Endocrinologist and EA Oh My!

April 22, 2015

WELCOME TO MY 100TH POST!!!

Well, shortly after I hit "post" the other day, my endocrinologist's office called to schedule me for a next day appointment. Um, either that is crazy efficient or I should be worried, right??

Well, after my appointment, I decided, they are just super efficient. I will be honest, I braced myself to go in there and fight a battle for not medicating and being pushed to take pharmaceuticals. Thankfully, my doctor was extremely like minded. Her philosophy is there are great meds on the market, yes; however they should be used with caution, sparingly and appropriately. When I'm 65, then is the time to start meds for osteoporosis. Now, she felt it was unethical because there have not been long term studies done with these medications. 5 years. Sure. 10 years. Maybe, but even then she prescribes her patients to rotate on then off the medications.
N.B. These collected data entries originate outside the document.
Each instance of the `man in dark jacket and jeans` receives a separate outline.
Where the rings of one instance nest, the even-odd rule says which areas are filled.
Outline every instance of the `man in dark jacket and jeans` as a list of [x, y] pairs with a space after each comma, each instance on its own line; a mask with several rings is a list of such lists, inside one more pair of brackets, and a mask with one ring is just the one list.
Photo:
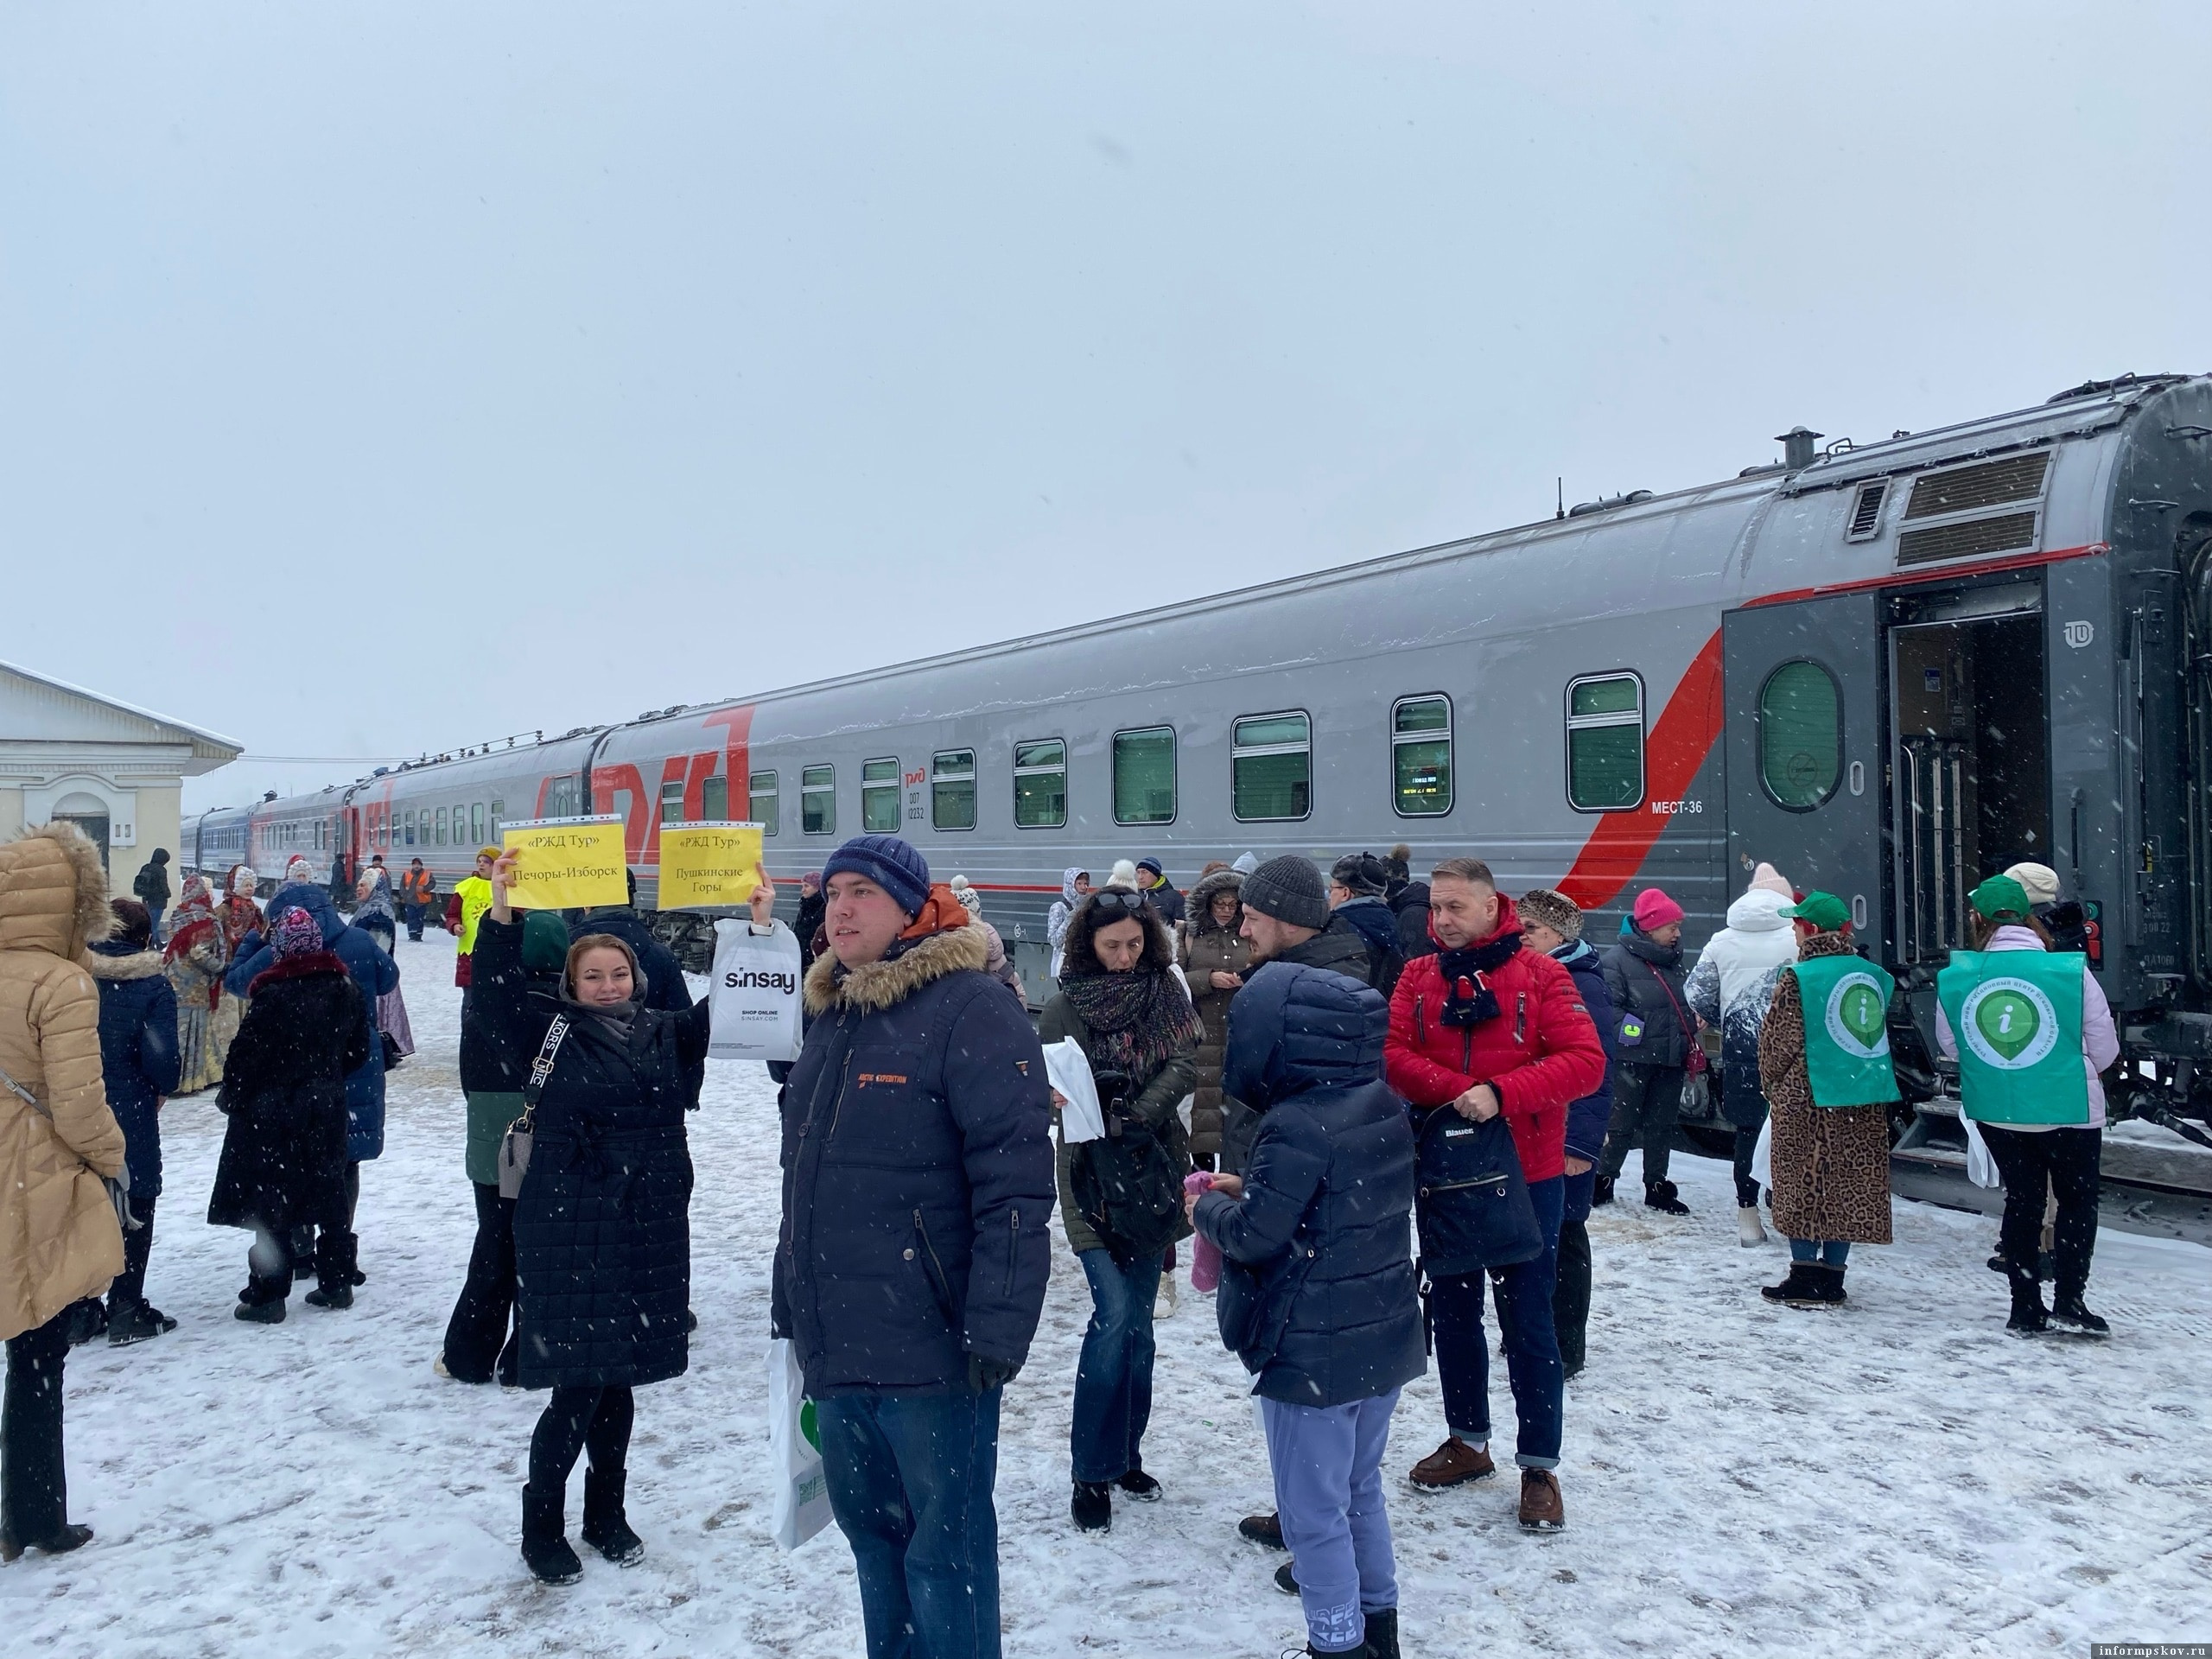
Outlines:
[[996, 1659], [999, 1401], [1052, 1271], [1044, 1051], [912, 847], [858, 836], [823, 875], [773, 1327], [815, 1403], [869, 1659]]
[[[1595, 1204], [1613, 1201], [1628, 1149], [1643, 1147], [1643, 1201], [1669, 1215], [1689, 1205], [1667, 1179], [1681, 1116], [1682, 1077], [1697, 1043], [1682, 990], [1682, 907], [1656, 887], [1636, 896], [1621, 937], [1605, 953], [1605, 985], [1619, 1018], [1612, 1067], [1613, 1122], [1598, 1162]], [[1700, 1057], [1701, 1063], [1701, 1057]]]
[[162, 943], [162, 912], [169, 907], [169, 849], [154, 849], [154, 855], [138, 867], [138, 874], [130, 883], [130, 891], [138, 895], [138, 902], [146, 906], [146, 914], [154, 924], [153, 939]]

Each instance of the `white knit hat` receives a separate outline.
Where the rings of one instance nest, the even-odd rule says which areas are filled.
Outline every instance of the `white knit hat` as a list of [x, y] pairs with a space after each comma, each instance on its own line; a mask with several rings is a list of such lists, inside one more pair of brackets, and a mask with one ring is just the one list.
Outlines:
[[2048, 864], [2015, 864], [2005, 872], [2020, 884], [2020, 891], [2028, 895], [2031, 905], [2055, 905], [2058, 902], [2058, 872]]
[[1116, 859], [1114, 873], [1106, 878], [1106, 885], [1109, 887], [1128, 887], [1134, 892], [1137, 885], [1135, 863], [1126, 858]]

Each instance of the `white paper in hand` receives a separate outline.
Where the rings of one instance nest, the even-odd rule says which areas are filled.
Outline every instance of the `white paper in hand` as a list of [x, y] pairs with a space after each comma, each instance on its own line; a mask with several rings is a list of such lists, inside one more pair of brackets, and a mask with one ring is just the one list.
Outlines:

If you remember, about a year ago I spoke about a condition I have called hemochromatosis. Bascially, what it is, is my body holds on to iron. I have too much. She said that this could be exacerbating my bone loss. If iron is being "caught" by my pituitary gland, it could be disrupting endocrine function (my hormones) and basically leaching calcium.

I have a lot of strikes against me in the bone health department. My mom was diagnosed with osteoporosis at 48 which is super young. I'm slender (higher bmi equals less risk of bone loss) at 103 lbs. I have small bones to start with. With POF I have estrogen deficiency. If my thyroid or pituitary is having issues that will compound the issue.

So, I have to hand it to her, she ordered 25 blood tests. Count them. 25! After today we should really know all my hormone levels. I won't even bother type them here. I took a photo of the lab order.


In addition to all these labs she ordered a 24 hour urine collection kit. She's checking for calcium in my urine. If there is, it could be a kidney issue where they just excrete all the calcium versus my body absorbing it.

Good news is, if there is a reason for bone loss other than the above mentioned, she's being very thorough to catch it and correct it. I asked if the hemochromatosis or an underlying issue could be causing POF. Although she said she's not a reproductive endocrinologist, she doesn't believe so. She feels that my elevated FSH indicates I have no eggs.

I think we all know I think that is, well, BS, but I let it slide. I did say the fertility specialist I met with said it could absolutely be an endocrine or hormonal disruption preventing the eggs from being recruited. She kind of shrugged it off saying she can't help me conceive, but can fix my underlying issues.

My book. Score. I'm of firm mind a healthy body is a healthy body inside and out (and all around.)

My score was, I believe she said -2.4. She said it's not fair to say I have osteoporosis because it's diagnosed on a bell curve according to age. I can't be compared to those in my age. The only certain thing is I have osteopenia, which means lower bone density than what I should.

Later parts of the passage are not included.